"Wenn die Biene von der Erde verschwindet, dann hat der Mensch nur noch vier Jahre zu leben", soll Albert Einstein angeblich gesagt haben. Tatsächlich sind global 35 Prozent der Nutzpflanzen auf Bestäubung durch ­Insekten angewiesen oder erzielen dadurch höhere Erträge. Deshalb alarmieren die seit Jahren weltweit abnehmenden Populationen von Honig- und vielen Wildbienenarten Forscher und Politiker. Andere Insektengruppen erhalten in dieser "Bestäuberkrise" weniger Aufmerksamkeit – offenbar zu Unrecht, wie nun eine weltweite Studie zeigt, an der einer von uns, Frank Jauker, beteiligt war. Er beobachtet schon seit Langem Schwebfliegen und Bienen auf Rapsfeldern nördlich von Frankfurt am Main.

Im Frühjahr 2013 nahm die Öko­login Romina Rader von der australischen University of New England in Armidale mit rund 50 weiteren Forschern Kontakt auf, um für 20 wichtige Kulturpflanzen weltweit erstmals den Beitrag anderer Insekten zur Bestäubung zu ­berechnen. Die an der Kollaboration ­beteiligten Wissenschaftler trugen 39 Datensätze von insgesamt 480 Feldern auf fünf Kontinenten zusammen. Dafür hatten sie erfasst, wie oft Mitglieder verschiedener Insektengruppen die Pflanzen besuchen und wie gut sie dabei die Blüten befruchten. Unter diesen waren neben Bienen auch Fliegen, Käfer, Ameisen, Schmetterlinge, Wespen und andere.

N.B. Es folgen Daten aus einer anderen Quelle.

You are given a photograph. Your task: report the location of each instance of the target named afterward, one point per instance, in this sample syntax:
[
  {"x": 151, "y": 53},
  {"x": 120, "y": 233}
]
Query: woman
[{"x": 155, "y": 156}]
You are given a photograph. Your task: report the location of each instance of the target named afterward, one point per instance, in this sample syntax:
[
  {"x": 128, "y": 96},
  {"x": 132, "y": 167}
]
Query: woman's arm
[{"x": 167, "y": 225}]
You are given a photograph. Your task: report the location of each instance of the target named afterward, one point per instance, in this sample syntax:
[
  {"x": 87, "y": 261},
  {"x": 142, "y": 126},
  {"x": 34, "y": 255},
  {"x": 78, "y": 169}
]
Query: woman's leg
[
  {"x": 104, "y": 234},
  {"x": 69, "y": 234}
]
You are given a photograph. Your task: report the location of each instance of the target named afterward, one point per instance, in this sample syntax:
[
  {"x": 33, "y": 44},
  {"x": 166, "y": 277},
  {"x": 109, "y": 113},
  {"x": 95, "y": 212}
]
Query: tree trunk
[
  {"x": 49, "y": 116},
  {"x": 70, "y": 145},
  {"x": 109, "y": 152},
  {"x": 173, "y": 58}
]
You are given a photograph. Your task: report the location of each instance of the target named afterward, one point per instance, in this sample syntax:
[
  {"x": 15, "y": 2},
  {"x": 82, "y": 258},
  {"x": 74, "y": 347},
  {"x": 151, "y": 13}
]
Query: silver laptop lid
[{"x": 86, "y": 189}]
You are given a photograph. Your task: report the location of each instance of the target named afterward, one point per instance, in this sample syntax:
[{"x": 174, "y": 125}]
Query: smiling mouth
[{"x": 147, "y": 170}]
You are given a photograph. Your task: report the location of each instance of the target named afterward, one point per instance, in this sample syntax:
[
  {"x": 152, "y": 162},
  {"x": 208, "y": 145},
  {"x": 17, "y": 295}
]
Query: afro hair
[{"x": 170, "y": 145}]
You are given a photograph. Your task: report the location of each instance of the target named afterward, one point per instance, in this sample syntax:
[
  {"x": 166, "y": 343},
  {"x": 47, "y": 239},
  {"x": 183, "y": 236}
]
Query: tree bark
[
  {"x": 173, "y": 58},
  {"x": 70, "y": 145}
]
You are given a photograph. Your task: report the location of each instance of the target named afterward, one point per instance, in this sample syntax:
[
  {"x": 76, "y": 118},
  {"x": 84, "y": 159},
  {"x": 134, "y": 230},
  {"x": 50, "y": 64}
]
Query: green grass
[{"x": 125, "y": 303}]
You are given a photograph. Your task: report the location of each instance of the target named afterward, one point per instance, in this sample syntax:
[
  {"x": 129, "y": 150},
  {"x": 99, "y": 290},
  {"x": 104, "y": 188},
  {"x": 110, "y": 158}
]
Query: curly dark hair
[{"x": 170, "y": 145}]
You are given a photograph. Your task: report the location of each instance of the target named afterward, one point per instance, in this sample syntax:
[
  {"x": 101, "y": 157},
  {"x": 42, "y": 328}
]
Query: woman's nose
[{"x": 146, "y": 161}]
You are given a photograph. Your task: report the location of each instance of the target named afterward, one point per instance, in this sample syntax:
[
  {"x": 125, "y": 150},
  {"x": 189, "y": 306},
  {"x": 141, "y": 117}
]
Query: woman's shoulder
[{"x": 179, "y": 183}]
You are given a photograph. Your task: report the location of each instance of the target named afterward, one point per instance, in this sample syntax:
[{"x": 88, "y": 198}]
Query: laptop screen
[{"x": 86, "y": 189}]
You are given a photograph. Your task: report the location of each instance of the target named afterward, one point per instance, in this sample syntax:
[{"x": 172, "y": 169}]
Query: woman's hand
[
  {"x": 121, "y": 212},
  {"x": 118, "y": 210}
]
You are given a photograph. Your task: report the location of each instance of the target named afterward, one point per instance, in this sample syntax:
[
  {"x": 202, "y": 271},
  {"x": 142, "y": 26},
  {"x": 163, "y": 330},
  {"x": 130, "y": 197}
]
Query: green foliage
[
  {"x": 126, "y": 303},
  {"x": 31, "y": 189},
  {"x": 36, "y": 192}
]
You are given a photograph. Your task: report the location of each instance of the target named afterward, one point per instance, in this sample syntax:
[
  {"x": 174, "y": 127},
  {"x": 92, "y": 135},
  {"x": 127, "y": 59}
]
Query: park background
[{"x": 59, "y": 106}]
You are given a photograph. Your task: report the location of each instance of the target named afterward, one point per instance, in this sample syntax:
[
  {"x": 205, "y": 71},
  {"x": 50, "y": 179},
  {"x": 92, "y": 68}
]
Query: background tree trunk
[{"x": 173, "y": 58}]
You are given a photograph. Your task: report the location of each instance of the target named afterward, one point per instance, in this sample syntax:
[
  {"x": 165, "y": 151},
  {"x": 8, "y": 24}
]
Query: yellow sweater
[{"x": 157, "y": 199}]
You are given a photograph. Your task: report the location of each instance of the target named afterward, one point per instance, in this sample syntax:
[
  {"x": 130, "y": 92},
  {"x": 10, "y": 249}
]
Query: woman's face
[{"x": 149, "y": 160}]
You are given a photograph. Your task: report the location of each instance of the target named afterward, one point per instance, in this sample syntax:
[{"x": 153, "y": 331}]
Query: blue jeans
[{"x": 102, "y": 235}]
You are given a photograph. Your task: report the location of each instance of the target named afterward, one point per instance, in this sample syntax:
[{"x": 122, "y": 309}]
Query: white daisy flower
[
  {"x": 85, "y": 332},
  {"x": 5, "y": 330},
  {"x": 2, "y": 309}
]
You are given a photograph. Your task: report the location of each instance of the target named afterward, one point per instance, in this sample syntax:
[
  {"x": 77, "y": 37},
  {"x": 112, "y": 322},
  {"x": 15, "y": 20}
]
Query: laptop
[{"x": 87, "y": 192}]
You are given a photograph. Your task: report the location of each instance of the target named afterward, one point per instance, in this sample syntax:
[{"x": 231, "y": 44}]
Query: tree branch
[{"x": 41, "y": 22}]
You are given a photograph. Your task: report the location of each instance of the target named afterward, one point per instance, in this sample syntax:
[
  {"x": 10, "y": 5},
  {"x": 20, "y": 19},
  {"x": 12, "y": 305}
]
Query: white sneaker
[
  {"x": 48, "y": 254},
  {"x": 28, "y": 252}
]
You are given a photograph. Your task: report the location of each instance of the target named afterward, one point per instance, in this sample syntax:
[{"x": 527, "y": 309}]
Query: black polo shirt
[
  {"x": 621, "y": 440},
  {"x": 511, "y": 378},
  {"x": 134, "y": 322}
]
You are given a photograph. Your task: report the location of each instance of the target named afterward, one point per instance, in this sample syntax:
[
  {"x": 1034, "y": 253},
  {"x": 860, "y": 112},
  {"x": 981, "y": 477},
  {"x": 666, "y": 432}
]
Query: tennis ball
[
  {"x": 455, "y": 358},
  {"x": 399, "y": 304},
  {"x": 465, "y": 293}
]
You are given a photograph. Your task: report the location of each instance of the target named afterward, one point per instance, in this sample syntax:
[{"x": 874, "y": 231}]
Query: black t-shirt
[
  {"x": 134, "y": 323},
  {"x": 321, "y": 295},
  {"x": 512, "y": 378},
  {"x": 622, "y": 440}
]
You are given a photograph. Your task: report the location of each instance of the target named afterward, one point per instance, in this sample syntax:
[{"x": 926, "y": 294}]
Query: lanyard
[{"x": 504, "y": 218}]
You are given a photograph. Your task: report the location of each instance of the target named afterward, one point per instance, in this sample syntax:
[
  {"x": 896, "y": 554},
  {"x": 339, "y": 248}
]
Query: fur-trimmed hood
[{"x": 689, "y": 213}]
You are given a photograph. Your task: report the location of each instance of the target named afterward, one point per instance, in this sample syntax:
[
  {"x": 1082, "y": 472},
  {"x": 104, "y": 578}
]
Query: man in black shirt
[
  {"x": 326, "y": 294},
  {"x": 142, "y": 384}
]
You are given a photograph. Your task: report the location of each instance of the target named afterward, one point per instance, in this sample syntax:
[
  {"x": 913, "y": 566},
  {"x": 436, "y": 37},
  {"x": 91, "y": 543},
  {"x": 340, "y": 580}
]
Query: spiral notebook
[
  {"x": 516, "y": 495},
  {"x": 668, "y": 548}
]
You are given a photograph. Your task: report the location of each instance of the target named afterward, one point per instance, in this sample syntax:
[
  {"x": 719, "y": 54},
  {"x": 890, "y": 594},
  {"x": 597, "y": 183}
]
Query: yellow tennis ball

Es zeigte sich, dass beispielsweise für Kaffee und Wassermelone vor allem verschiedene Bienen wichtig sind, während etwa Mango oder Möhre von den übrigen Arten stark profitieren (siehe Grafik unten). Hochgerechnet waren die "Nichtbienen" für fast 40 Prozent der Blütenbesuche verantwortlich. Demnach erwies sich diese Gruppe aufs Ganze gesehen als genauso fleißig wie Honigbienen und übertraf sogar die Wildbienen, die gut 20 Prozent der Besuche tätigten. …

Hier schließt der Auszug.